Performer’s Response (Helena Botto)
- Poetics is perhaps something that may bring a multiplicity of possibilities of readings and/or experiences. It may be something that breaks a linear action, may be silence... It seems also to exist more often in a relation between parts (elements). Can it exist in a single act that does not relate parts? Perhaps it can, because the perception of it by the viewer is already establishing a relation.
Apoetics, something that has only one meaning or possibility. “I'm doing what I'm saying that I'm doing”. I'm illustrating the sense can actually
become more reduced, more narrow. It doesn't widen, it is only what it is. It doesn't provoke or estimulate anything in the viewer, it is a kind of
“neutral” existence and it has a kind of “neutral” presence.

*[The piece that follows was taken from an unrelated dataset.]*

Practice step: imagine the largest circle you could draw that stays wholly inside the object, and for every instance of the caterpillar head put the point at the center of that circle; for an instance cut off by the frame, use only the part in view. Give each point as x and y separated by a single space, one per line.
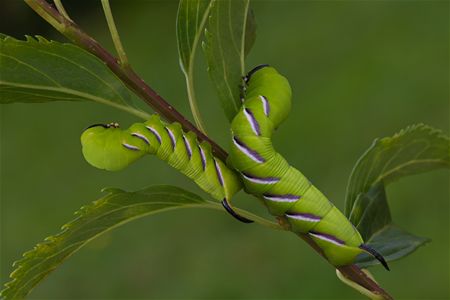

2. The Performer's Experience:
I tried to experience an apoetic state in a performative act. Trying to execute exactly what I was describing. Trying not to achieve an extra-daily state of performing or presence. Trying to define what it is simply as what it is. A green bottle is a green bottle because someone did it like that an
that is all. This is my body, in this space at this time. I'm wearing my daily clothes and all is as it is presented and described. The movement that
occurs through the relation of my body with the green bottle in that space is what it is, a product resulting from the execution of precise tasks that are given and described previously or at the same time. This was an improvised exercise and wants to be exactly what it is. Perhaps one element of failure on it was the fact that in the afternoon when we decided to document it, we started immediately settling the camera, setting the angle and defining the space of “performance”. This careful preparation already gave it an extra-daily side, which perhaps made conditionate some moments where conditions for the apoecity to be broken. Nonetheless I would say 95% of it was apoetic.